Quick looks at the data showed the strains and temperatures were within ranges that NASA expected. But it will take weeks to fully sort through the details.

Besides the special fueling exercise, engineers are doing testing on mockups and inducing flaws into the hardware to experiment with the conditions required to crack a stringer.

"When you stack up that there might have been a gap there, and you stack up that you might have clamped it down a little too hard, which made the feet splay out a little, and then when you look at the stringer itself, this particular stringer ... is like a tenth of an inch farther up the tank than the other stringers. These things are pre-formed with a bend in them, that bend is now in a different place than it was supposed to be. So you have these groupings of things that if they line up on you could cause a problem," Moses says.

"That's what the three-stringer and single-stringer tests at Marshall are going to be for, is to go put those flaws, manufacturing defects, so to speak, into a panel and then load it and see if that's big enough and can cause the stresses we need recreate the failure we had.
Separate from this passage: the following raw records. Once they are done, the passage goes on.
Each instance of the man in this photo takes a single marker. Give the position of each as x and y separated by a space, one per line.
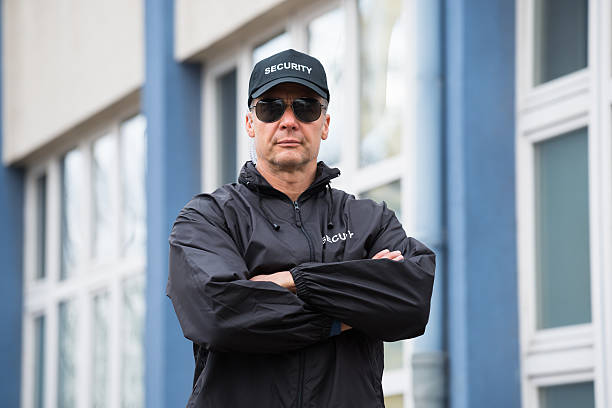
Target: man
285 286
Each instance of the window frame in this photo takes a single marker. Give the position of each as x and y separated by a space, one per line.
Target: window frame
575 353
92 277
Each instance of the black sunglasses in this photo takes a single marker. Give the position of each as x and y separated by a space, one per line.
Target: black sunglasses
272 109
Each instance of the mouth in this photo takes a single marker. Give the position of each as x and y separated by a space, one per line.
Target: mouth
289 143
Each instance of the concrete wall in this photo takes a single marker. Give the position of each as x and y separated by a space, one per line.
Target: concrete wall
64 61
199 26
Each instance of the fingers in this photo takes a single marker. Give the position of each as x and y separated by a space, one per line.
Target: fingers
381 254
386 254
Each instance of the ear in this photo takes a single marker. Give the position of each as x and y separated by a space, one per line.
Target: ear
249 124
325 131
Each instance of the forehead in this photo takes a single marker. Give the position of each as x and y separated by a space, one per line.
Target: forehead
289 90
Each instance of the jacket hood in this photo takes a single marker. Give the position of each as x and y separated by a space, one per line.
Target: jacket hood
252 179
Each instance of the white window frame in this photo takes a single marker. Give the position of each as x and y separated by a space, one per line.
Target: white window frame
583 98
354 178
43 296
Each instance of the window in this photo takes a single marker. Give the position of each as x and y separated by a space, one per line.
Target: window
564 175
362 45
84 288
561 38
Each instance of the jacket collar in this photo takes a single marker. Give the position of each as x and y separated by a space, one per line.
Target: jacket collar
251 178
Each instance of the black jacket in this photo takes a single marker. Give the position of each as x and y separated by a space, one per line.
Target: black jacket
256 344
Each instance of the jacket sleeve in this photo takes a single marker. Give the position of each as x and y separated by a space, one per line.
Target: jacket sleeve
388 300
218 306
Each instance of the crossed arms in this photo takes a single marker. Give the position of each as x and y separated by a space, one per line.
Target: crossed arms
387 296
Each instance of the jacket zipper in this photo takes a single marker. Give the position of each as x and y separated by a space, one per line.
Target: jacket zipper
298 221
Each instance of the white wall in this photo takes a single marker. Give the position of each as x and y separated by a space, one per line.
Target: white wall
64 61
200 24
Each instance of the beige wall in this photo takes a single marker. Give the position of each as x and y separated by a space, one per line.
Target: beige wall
198 25
64 61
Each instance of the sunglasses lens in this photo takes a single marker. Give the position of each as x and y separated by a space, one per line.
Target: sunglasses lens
270 110
307 109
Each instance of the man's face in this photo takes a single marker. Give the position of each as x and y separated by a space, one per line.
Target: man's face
288 143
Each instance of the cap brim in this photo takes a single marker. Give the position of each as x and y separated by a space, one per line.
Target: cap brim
300 81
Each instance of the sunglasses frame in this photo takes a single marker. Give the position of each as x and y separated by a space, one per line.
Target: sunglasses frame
285 105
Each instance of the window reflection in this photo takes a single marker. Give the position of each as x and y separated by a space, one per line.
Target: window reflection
133 168
562 234
382 85
66 375
132 349
326 42
561 38
390 194
39 361
100 337
41 224
72 191
567 396
104 163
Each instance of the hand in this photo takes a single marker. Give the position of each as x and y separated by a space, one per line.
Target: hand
282 278
392 255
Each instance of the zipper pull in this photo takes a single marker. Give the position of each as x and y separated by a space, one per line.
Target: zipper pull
298 219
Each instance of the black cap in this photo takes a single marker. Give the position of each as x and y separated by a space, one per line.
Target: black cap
288 66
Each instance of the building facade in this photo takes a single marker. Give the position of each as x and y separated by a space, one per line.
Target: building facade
485 124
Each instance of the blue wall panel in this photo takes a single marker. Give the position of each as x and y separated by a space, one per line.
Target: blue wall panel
171 101
11 243
482 266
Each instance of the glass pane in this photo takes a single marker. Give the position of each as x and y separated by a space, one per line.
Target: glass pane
326 42
394 401
394 355
567 396
133 167
104 163
41 223
277 44
562 235
382 81
72 192
66 373
226 127
132 343
39 361
561 38
389 193
100 355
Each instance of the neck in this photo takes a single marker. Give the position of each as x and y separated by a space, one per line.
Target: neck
292 182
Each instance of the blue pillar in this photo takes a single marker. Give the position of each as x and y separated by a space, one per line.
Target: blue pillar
480 187
429 358
171 101
11 272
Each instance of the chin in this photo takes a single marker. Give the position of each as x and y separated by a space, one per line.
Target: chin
289 161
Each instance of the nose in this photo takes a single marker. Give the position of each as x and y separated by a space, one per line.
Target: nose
288 121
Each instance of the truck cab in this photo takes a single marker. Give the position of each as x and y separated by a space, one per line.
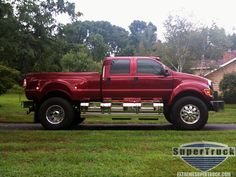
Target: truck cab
58 98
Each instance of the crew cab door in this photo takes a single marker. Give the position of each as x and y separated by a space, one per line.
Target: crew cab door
118 78
151 81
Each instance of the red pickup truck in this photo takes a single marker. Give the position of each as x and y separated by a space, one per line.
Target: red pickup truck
56 98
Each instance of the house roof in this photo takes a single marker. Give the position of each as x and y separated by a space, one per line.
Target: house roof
207 64
221 66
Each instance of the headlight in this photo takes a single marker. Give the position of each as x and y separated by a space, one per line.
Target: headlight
210 83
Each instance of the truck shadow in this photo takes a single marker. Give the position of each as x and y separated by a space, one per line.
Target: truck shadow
32 126
124 127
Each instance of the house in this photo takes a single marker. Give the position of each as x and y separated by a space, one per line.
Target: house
217 74
216 69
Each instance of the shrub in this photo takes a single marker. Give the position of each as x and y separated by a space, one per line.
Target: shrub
228 87
8 78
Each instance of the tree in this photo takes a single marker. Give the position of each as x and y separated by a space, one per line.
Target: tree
108 38
178 34
79 59
29 34
228 87
232 39
8 78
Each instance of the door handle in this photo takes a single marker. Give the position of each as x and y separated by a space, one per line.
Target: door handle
108 79
135 79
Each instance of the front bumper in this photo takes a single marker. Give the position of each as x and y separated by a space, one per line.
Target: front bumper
218 105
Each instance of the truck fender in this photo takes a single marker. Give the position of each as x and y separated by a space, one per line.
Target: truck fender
188 88
56 87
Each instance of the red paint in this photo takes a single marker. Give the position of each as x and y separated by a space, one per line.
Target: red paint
91 86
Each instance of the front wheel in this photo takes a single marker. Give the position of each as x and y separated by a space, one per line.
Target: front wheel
189 113
56 113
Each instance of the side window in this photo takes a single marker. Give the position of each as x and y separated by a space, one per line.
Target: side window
146 66
120 66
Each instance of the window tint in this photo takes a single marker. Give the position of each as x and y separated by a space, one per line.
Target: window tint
120 66
146 66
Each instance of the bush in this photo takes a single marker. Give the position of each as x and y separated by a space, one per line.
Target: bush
228 87
8 78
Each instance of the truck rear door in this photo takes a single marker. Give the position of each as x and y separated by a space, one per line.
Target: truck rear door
150 80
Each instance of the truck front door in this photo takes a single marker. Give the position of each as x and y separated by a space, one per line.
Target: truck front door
150 80
118 78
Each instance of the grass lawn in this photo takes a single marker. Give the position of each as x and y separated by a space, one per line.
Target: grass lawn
102 153
11 111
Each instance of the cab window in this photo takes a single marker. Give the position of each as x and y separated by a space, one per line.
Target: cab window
146 66
120 66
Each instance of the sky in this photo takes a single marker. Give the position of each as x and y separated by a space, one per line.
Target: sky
123 12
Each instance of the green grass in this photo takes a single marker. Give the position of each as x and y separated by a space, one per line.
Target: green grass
101 153
11 111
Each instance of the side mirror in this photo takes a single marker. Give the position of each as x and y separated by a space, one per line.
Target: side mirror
166 72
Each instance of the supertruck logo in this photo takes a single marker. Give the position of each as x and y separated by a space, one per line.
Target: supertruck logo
204 156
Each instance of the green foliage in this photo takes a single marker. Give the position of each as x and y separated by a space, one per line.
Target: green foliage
8 78
27 34
232 39
79 59
228 87
186 43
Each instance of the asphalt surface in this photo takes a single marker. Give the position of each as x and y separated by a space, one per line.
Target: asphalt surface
32 126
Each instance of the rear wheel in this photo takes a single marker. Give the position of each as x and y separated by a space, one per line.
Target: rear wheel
189 113
77 118
56 113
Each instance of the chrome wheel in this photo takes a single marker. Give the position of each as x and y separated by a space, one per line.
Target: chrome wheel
55 114
190 114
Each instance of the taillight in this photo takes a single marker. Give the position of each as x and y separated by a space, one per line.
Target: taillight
208 92
24 83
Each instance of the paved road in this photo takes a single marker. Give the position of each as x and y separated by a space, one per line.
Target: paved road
31 126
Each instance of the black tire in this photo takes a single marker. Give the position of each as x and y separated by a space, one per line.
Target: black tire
189 113
77 118
56 114
167 115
So kind of the proof of the pudding of our theory of what happened really can happen."

The reasoning for today's rollback of Discovery from the launch pad to the Vehicle Assembly Building, only the 20th time that's happened in the three-decade history of the shuttle program, is the pursuit of more data.

The entire backside of the tank's midsection hasn't been inspected yet because it's not reachable at the pad. All of those stringers will be surveyed via the access afforded in the VAB.

"One of the things we're going to go back to the VAB for is to look at the backside of the tank. We call it the -Z, it's the part that doesn't have the orbiter on it. We've never been able to look at that since this first crack appeared, so this will give us the chance to look at the backside. We always thought we might need to do that, we were kinda waiting for some of the analysis to show structurally did we need to do that," Moses said.

Also, the front side where the crack repairs were performed will be re-checked to see how they held up during the fueling test.

"Between Christmas and New Year's, our NDE, our non-destructive evaluation, team will be busy shooting X-rays, and then we'll move into the January timeframe to look at what we need to do, any future work on the tank," Moses said.

Other planned activities in the VAB include removing all of the special instrumentation from the fueling test and applying fresh foam over those areas.

There's also the potential that the program could elect to modify the stringers to reduce the chances of any additional cracks. A meeting is scheduled for Dec. 30 to decide if the data analysis shows modifications are necessary.

Discovery's return to the pad could come in mid-January, setting up the earliest possibly launch date of Feb. 3.